- Pest Type: Weed
- Crops Affected: Wheat, Cotton, Potatoes, Soybeans, Corn
- Scientific Name: Helianthus tuberosus
- Pest Order: Asteraceae
A tall (1-3 m) rhizomatous and tuberous perennial. It is sometimes cultivated for its edible tubers, but once established is aggressive and difficult to control.
Reproduction is mainly by tubers but also by seed. Tubers produced in the previous year begin to sprout in late spring. Rhizome production begins just before flowering. Tuber production begins in midsummer, and reaches its peak in late summer or early autumn. Tubers are short-lived; they do not survive form more than one or two seasons.
Cotyledons are oval, twice as long as wide, and united at the base, forming a short tube. The first leaves are opposite and elliptic.
Leaf blades are dull green on the upper surface, pale on the underside, and covered with short stiff hairs.

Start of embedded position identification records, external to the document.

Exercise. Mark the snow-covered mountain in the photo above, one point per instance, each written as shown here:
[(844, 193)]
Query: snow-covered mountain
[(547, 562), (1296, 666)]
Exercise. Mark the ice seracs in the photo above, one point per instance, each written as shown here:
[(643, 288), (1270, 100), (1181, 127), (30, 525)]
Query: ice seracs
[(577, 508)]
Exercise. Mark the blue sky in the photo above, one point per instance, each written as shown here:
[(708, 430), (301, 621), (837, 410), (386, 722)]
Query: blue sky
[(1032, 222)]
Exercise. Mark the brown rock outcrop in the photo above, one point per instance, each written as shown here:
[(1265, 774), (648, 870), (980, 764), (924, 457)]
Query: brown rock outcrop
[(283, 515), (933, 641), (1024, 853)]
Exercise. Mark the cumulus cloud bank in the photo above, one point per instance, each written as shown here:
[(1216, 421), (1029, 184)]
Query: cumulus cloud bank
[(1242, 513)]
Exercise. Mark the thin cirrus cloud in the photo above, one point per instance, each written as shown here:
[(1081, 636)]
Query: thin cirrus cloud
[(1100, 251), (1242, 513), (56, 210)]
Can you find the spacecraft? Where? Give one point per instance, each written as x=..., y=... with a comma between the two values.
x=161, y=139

Stems are coarse and stout with rough hairs. Leaves are simple, ovate or almost heart-shaped to oblong-lanceolate, tapering to a narrow tip, 10-25 cm long by 4-12 cm wide. Leaf blades are thick, rough on the upper surface, with short grayish hairs on the lower surface. Margins are coarsely toothed, and petioles are winged. Lower leaves are opposite, but leaves on the upper half of the stem are alternate.

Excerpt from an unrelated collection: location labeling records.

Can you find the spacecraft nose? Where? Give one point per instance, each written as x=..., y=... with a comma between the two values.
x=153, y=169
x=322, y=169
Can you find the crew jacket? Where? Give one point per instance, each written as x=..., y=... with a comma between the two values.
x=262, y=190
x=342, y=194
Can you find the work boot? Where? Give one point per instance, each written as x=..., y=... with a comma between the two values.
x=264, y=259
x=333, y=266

One to five flower heads are produced at the terminal end of stems from August through October. Heads are about 5 cm in diameter with 10-20 yellow ray flowers (2-4 cm long) surrounding the darker yellow disk flowers. Each seed is enclosed in the fruit (achene), which is 4-8mm long, oblong to wedge-shaped, and flattened.

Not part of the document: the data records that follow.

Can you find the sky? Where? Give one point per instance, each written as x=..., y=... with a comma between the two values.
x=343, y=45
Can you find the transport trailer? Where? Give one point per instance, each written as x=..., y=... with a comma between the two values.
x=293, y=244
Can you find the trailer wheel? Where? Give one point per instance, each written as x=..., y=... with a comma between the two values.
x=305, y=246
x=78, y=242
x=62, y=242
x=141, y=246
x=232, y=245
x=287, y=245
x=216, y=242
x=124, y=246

Above ground parts die back after frost and do not persist. The plant overwinters as a tuber.
Jerusalem artichoke is sometimes cultivated for the edible tubers. It is a weed of nurseries, landscapes, orchards, and reduced-tillage agronomic crops, as well as roadsides and waste places. It is often found on rich, moist soil. Foliage and tubers are readily eaten by livestock and deer.
This weed continues to spread in the eastern half of the United States and is increasing in many Midwestern states and states adjacent to Canada. It is also found near the Pacific coast.
Common sunflower is similar, but is an annual with a fibrous root system and does not product tubers. Maximilian sunflower is also similar, but has leaves more than 3 times longer than broad, and some of the middle leaves fold lengthwise.